“Raising 200 babies will be a task in itself!”

Kimberly Castaldo wrote that in an email earlier this week. She was referring to the 208 monarch butterfly caterpillars and eggs collected at the Rockwood Hall section of Rockefeller State Park Preserve on Monday, Aug. 24.

Located north of Phelps Hospital and the Kendal on Hudson retirement community, Rockwood Hall boasts panoramic views of the Tappan Zee and Hook Mountain. 

Castaldo works as the land steward coordinator for the 1,771-acre preserve. She was joined by Will Starkey, a summer intern and soon-to-be student at the University of Vermont, where he will study wildlife and fisheries biology. His father, David, owns Tomatillo restaurant in Dobbs Ferry.

Castaldo and Starkey spent Monday, Tuesday, and Wednesday at Rockwood Hall, which used to be the site of a 204-room mansion built by William Rockefeller. For hours, they checked leaf after leaf, on plant after plant, for the microscopic eggs and often microscopic caterpillars. On Monday, a mature caterpillar (pictured above) was the highlight.

Monarchs only lay their eggs on milkweed, often on the underside of newer, tender leaves. The eggs resemble the white sap that bubbles from the plant, hence the reason for its name.

The 208 caterpillars and eggs were moved to a new butterfly enclosure near the preserve’s visitor center, inside the main entrance off of Route 117. Castaldo and dozens of volunteer ambassadors raise the monarchs and then release the butterflies at the preserve.

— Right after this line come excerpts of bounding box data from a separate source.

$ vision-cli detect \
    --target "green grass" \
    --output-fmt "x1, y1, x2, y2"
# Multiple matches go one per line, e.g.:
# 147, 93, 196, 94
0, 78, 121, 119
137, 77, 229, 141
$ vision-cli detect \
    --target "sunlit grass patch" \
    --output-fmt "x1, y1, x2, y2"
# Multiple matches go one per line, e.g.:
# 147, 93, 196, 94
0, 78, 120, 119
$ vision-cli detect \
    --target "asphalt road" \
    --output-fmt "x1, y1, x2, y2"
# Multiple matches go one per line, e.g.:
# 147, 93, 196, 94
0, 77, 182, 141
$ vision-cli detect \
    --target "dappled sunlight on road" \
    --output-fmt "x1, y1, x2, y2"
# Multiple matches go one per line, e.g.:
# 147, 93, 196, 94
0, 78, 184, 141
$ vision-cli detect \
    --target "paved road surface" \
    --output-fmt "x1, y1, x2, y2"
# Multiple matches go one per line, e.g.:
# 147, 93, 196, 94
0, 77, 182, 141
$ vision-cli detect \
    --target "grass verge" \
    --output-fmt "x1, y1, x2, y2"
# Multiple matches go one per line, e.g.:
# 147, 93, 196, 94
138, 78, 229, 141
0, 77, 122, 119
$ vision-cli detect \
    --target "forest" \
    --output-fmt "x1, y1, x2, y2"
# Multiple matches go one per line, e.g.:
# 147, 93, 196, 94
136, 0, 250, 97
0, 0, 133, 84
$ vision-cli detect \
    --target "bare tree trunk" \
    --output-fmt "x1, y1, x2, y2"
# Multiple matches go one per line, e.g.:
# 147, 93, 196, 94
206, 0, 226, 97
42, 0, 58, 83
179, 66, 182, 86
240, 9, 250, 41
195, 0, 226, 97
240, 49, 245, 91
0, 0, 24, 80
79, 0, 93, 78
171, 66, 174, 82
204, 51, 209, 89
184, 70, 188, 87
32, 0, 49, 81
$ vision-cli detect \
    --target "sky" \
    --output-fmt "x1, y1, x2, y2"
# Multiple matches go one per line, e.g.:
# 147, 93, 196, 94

Preserve staff planned to mow the meadows at Rockwood Hall at the end of this week in an effort to curb invasive plants and to promote native species. The caterpillars and eggs collected on Tuesday and Wednesday were moved to areas that would not be mowed.

Earlier this summer, far fewer monarch eggs were counted at Rockwood Hall. None were found in June, 10 in July, and 13 at the beginning of August, as was reported in this column three weeks ago. Castaldo suspected that dry weather was the reason for the low numbers.

Every spring, generations of monarchs migrate north from Mexico to the eastern United States, and then return to Mexico before winter. Thanks to Castaldo, Starkey, and the preserve’s ambassadors, hundreds of monarchs will continue that pilgrimage.